No estamos hablando de quien se autolesiona por fatalidad o torpeza al cumplir una tarea ineludible o, al menos, una rutina cotidiana que forma parte intrínseca de su actividad, sino de quien lo hace al abordar un empeño innecesario, al seguir un impulso de su fantasía sin correlato con la realidad, al dar satisfacción a lo que, como mucho, es el capricho de una minoría. Si seguimos el itinerario de los grandes y pequeños patinazos que tiznan la hoja de servicios de Zapatero nos encontraremos constantemente con esas situaciones en las que lo seguro, lo razonable, lo sensato, lo «previsible», lo «normal» que diría Rajoy, era no hacer nada, quedarse al margen, contemplar con serenidad cómo el disparo errado que viene de lejos «va fuera», se pierde estérilmente tras la línea de fondo y cae en el olvido general.

¿O acaso no era eso lo pertinente cuando Maragall empezó a contagiar su locura política al PSC, embarcándolo en el disparate de pedir un nuevo Estatuto aunque Cataluña ya dispusiera de otro -fruto del mayor consenso imaginable- cuya vigente utilidad quedaba fuera de duda? ¿O acaso no era eso lo apropiado cuando Batasuna le mandó la famosa carta de enero del 2005, sin ofrecerle ninguna garantía de que hubiera agua en la piscina de la negociación política a la que le instaba a tirarse? ¿O acaso no era eso lo prudente cuando la más que previsible disminución de los ingresos del Estado en los presupuestos de 2008 y 2009 hacía imprescindible compatibilizar el máximo rigor fiscal con la política de estímulos ya pactada de concierto con la UE en forma de ayudas a la banca? ¿O acaso no era eso lo lógico cuando Blanco le vino a La Moncloa con sus seudoencuestas para descabalgar a Tomás Gómez y poner a la «señorita Trini» en su lugar?

Pero no, en lugar de hacer la estatua ante tan excéntricos remates como corresponde a todo arquero que se precie, el presidente se estiraba denodadamente una y otra vez a por esos balones que «iban fuera», entraba en contacto con ellos y por inaudito que pareciera siempre encontraba la forma de terminar introduciéndolos en las mallas de su propia portería.
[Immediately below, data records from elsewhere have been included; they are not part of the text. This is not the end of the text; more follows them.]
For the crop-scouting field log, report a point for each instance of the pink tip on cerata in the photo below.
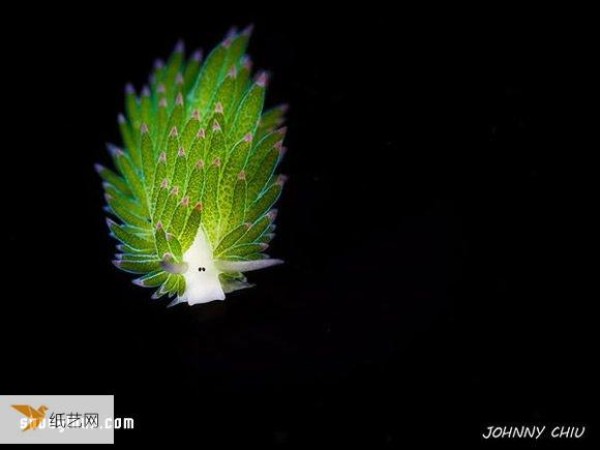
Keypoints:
(262, 79)
(197, 55)
(114, 150)
(179, 46)
(248, 30)
(227, 41)
(231, 33)
(246, 62)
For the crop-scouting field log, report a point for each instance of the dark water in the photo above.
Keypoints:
(434, 228)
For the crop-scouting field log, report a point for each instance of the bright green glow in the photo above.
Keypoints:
(195, 182)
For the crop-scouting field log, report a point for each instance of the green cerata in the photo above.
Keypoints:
(192, 191)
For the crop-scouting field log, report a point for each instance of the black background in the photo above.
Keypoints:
(434, 228)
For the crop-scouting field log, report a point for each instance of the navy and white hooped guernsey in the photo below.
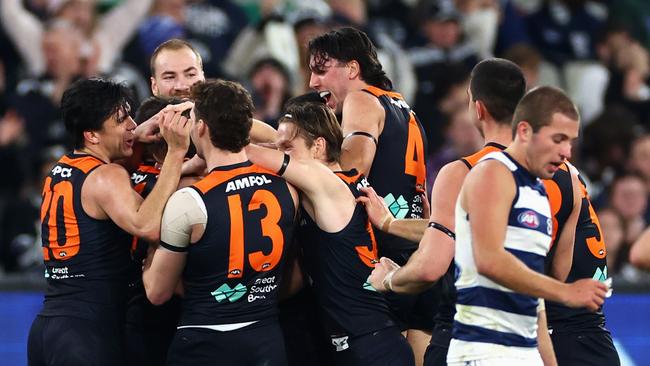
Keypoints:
(491, 320)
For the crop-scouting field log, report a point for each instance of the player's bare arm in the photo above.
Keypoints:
(640, 252)
(544, 344)
(381, 218)
(108, 193)
(488, 207)
(183, 223)
(363, 118)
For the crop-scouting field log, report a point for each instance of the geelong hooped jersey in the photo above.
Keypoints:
(339, 265)
(86, 260)
(398, 171)
(491, 318)
(589, 255)
(233, 272)
(447, 289)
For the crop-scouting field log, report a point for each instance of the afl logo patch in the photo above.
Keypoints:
(529, 219)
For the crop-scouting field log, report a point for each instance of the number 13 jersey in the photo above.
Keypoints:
(233, 271)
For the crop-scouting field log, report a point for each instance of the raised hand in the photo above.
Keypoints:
(381, 276)
(586, 293)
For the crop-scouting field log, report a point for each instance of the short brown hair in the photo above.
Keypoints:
(539, 105)
(314, 120)
(227, 109)
(172, 44)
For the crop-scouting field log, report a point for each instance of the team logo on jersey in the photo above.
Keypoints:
(341, 343)
(368, 286)
(224, 292)
(529, 219)
(397, 206)
(600, 274)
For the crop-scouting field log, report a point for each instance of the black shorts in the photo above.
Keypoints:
(414, 311)
(69, 341)
(436, 353)
(260, 344)
(149, 330)
(304, 335)
(383, 347)
(576, 348)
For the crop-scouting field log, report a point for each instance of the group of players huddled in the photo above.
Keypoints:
(197, 235)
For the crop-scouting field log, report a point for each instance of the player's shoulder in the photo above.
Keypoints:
(362, 99)
(109, 174)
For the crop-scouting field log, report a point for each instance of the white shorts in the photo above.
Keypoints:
(502, 361)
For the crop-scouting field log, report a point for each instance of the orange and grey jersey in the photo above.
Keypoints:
(398, 171)
(233, 272)
(339, 265)
(86, 260)
(589, 254)
(143, 181)
(447, 289)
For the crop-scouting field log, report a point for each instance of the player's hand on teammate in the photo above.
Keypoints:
(381, 276)
(195, 166)
(148, 131)
(586, 293)
(378, 213)
(175, 126)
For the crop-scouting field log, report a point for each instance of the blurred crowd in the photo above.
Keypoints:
(595, 50)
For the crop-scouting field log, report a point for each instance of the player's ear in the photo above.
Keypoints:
(354, 70)
(481, 111)
(321, 146)
(154, 86)
(524, 131)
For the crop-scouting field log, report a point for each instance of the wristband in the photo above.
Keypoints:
(442, 228)
(285, 163)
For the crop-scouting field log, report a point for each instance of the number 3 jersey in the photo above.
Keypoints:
(233, 271)
(339, 264)
(86, 260)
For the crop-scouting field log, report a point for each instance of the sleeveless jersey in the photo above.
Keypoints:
(445, 287)
(143, 181)
(492, 319)
(86, 260)
(339, 265)
(398, 171)
(233, 272)
(589, 256)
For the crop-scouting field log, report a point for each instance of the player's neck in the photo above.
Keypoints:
(518, 153)
(95, 151)
(497, 133)
(217, 157)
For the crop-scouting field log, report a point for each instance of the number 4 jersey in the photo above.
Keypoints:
(398, 171)
(233, 271)
(86, 260)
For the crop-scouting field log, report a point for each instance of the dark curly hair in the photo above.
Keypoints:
(347, 44)
(88, 103)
Para ello tuvo que comprometerse a aprobar el «Estatuto que viniera de Cataluña», romper el consenso constitucional con el PP y hacer a la vez de celestina y comadrona convocando a Artur Mas a La Moncloa para que se entendiera con el PSC. Para ello tuvo que emprender una vergonzosa negociación política con ETA, dinamitar el pacto antiterrorista e incurrir en el oprobio de mantener el diálogo después de que le dinamitaran a él la T-4. Para ello tuvo que improvisar la devolución de los 400 euros, inventarse el cheque-bebé y perpetrar el tan estéril como ridículo Plan E, dedicado a abrir y cerrar zanjas a fondo perdido. Para ello tuvo que convocar a su despacho al líder del PSM, decantarse explícitamente por su rival y alentar al ministro del Interior a compatibilizar la lucha contra los enemigos del Estado con la lucha contra los rivales en el partido. ¡La de trabajo, dedicación y esfuerzo que cuesta a veces poder meter la pata hasta el corvejón!
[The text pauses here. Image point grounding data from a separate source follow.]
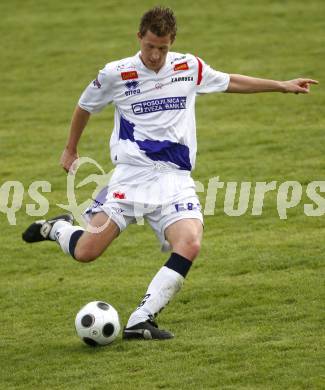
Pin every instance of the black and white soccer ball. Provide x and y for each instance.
(97, 323)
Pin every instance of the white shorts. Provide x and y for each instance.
(156, 195)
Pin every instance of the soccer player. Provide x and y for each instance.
(153, 146)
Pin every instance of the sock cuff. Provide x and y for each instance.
(179, 264)
(73, 241)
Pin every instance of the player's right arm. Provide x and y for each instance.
(96, 96)
(79, 121)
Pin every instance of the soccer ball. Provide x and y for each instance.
(97, 323)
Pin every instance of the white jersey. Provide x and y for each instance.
(154, 112)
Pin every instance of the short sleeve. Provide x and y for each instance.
(210, 80)
(98, 94)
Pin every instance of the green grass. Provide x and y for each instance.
(250, 315)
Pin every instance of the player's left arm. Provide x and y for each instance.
(246, 84)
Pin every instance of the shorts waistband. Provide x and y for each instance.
(158, 168)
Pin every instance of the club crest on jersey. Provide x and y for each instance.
(96, 83)
(129, 75)
(132, 86)
(119, 195)
(182, 66)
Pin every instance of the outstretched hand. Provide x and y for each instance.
(298, 85)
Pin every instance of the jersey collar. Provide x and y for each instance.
(144, 68)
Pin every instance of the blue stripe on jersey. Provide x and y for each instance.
(167, 151)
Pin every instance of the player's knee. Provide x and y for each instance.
(85, 255)
(189, 248)
(194, 248)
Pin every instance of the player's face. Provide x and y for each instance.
(154, 50)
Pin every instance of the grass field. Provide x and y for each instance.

La hipótesis de que a España, al PSOE y a él mismo les habría ido mucho mejor si la mitad de los días de estos últimos siete años Zapatero no hubiera aparecido por el despacho me resultó tan fascinante que no pude por menos que seguir la pista de la anécdota futbolística. ¿Qué puede impulsar a un portero a rectificar la trayectoria de un disparo inofensivo, destinado a perderse entre el cemento de la grada, hasta convertirlo en algo letal para sus colores? ¿Cómo se llamaba el tipo? ¿Cuántas veces lo hizo? Buceé en mis recuerdos juveniles, removí Roma con Santiago, hice no sé cuantas búsquedas en internet y creí haber llegado a la conclusión de que el fulano al que se refería mi comunicante tenía que ser un tal Meléndez, fruto genuino de la cantera de guardametas vascos al que el Valencia fichó a comienzos de los 70 como suplente de su mítico Abelardo, pues, en efecto, protagonizó unas cuantas cantadas de aúpa y Di Stefano no era un entrenador impasible ante ese tipo de errores. Pero a falta de una corroboración escrita y ante la aparición de otros nombres –Ricardo Martínez, mi compañero de página, llegó a comentarme que él había oído eso mismo de Sadurní, portero del Barça- decidí remontarme hasta las fuentes del Nilo y pedir aclaración al padre de la criatura.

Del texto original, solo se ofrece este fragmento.